Neue Verbraucherverhalten in Lateinamerika
Eine der wichtigsten Veränderungen im Verbraucherverhalten ist die Veränderung der Einkaufshäufigkeit und des Einkaufsvolumens: Es gibt weniger Besuche in den Geschäften, dafür werden größere Einkäufe getätigt:
- Weniger Besuche, mehr Artikel: In Mexiko, Kolumbien und Brasilien ist der durchschnittliche Warenkorbwert gestiegen, was die geringere Besuchsfrequenz ausgleicht.
- Ausbau moderner Vertriebskanäle: 80 % des Wachstums im FMCG-Bereich entfallen auf den modernen Vertriebskanal, insbesondere auf Großhandelsformate und Einkaufsclubs.
- Eigenmarken auf dem Vormarsch: 43 % des Wachstums im FMCG-Bereich entfallen auf Eigenmarken, die für Verbraucher, die preisgünstigere Alternativen suchen, ohne dabei Abstriche bei der Qualität zu machen, zu wichtigen Partnern geworden sind.
Versorgung: Der Motor des Wachstums
Geplante Einkaufs- oder Vorratsbesorgungen (mit mehr als 10 Artikeln) haben sich zu einer tragenden Säule des Wachstums im FMCG-Sektor im Jahr 2025 entwickelt: 42 % des wertmäßigen Wachstums, mit Spitzenwerten in den modernen Vertriebskanälen und im Preissegment „Value for Money“.
Mehr als 4 Millionen neue Käufer haben diese Einkaufsstrategie in Lateinamerika übernommen, wo 40 % des Wachstums bei den Einkäufen direkt auf Einkäufe zurückzuführen sind, die früher täglich getätigt wurden.
In diesem Zusammenhang spielen Eigenmarken und Premiumprodukte eine wichtige Rolle:
- Die Vorratskäufe haben zu einem Wachstum von 39,8 % bei Eigenmarken und von 30,1 % bei Premiumprodukten geführt.
- 12 % der Kaufentscheidungen entfallen ausschließlich auf Eigenmarken und Premiummarken.
- Argentinien, Ecuador und Kolumbien sind die Märkte mit der höchsten Marktdurchdringung von Premiumprodukten. Neue Trends in den FMCG-Kategorien Die veränderten Einkaufsgewohnheiten haben sich auf die FMCG-Kategorien auf unterschiedliche Weise ausgewirkt, weisen jedoch einen gemeinsamen Nenner auf: Die Verbraucher haben ihre Ausgaben vom Beauty-Segment auf alle anderen Segmente verlagert.

In Bezug auf die einzelnen Kategorien sind insbesondere folgende hervorzuheben:
Seifenmarkt in Kolumbien: Das Volumen stieg um 16,2 % und der Wert um 15,7 %, was vor allem auf die zunehmende Zahl von Käufern von Eigenmarken bei der täglichen Versorgung und vor allem in Discountern zurückzuführen ist.
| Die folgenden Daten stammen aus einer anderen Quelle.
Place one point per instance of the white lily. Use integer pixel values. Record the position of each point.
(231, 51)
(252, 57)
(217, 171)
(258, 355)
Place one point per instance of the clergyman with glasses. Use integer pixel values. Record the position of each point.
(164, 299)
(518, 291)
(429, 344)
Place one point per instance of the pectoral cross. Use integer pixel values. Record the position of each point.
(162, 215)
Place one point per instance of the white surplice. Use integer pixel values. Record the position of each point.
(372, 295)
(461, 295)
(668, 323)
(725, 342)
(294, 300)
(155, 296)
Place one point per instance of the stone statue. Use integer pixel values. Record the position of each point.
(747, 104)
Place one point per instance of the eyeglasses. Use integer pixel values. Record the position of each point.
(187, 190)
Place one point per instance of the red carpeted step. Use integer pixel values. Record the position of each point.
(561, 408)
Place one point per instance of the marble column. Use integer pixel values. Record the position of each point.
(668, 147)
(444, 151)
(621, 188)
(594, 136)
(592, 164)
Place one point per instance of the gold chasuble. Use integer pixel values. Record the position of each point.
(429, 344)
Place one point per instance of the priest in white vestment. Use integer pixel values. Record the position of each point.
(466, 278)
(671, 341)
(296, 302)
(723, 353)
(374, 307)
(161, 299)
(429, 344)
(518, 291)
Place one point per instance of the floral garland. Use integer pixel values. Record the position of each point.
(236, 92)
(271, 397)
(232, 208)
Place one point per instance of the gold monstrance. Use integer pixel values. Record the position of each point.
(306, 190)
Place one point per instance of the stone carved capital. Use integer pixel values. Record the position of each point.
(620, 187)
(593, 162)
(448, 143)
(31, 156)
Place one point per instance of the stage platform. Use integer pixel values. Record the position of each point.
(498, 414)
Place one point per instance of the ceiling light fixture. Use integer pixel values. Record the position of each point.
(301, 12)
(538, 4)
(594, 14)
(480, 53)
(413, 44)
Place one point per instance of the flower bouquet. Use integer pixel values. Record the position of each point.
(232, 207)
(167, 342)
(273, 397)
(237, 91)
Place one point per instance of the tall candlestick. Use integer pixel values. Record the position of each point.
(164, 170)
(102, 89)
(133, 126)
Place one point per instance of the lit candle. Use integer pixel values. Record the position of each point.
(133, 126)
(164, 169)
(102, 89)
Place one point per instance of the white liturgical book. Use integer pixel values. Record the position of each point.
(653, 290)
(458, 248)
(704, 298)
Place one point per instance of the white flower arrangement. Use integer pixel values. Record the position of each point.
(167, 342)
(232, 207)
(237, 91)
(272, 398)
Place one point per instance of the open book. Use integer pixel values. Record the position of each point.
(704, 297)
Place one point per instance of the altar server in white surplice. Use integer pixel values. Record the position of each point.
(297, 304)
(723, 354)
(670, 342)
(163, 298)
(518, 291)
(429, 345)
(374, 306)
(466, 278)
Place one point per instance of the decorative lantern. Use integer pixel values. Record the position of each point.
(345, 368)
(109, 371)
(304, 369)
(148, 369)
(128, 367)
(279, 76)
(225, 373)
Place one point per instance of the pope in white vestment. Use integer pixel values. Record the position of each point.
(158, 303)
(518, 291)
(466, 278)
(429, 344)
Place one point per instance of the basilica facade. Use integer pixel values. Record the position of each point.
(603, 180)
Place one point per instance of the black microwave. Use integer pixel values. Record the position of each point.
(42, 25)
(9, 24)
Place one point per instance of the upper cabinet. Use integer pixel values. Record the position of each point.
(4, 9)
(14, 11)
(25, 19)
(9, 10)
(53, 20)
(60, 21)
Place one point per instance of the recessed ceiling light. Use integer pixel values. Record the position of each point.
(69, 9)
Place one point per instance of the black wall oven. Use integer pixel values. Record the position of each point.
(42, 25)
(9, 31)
Trinkfertige Fruchtsäfte in Brasilien: Trotz steigender Rohstoffkosten (die seit 2022 zu Preiserhöhungen geführt haben) ging das Gesamtvolumen zurück, während die Anzahl der verkauften Einheiten zunahm. Dies zeigt, dass die Verbraucher weiterhin bereit sind, diese Produkte zu kaufen, allerdings in kleineren Verpackungsgrößen.
Der lateinamerikanische Verbraucher des Jahres 2025 hat sich zu einem strategischeren Kaufverhalten entwickelt. Während er bestrebt ist, seine Ausgaben zu optimieren, ist er gleichzeitig bereit, in Produkte zu investieren, die ihm einen Mehrwert bieten.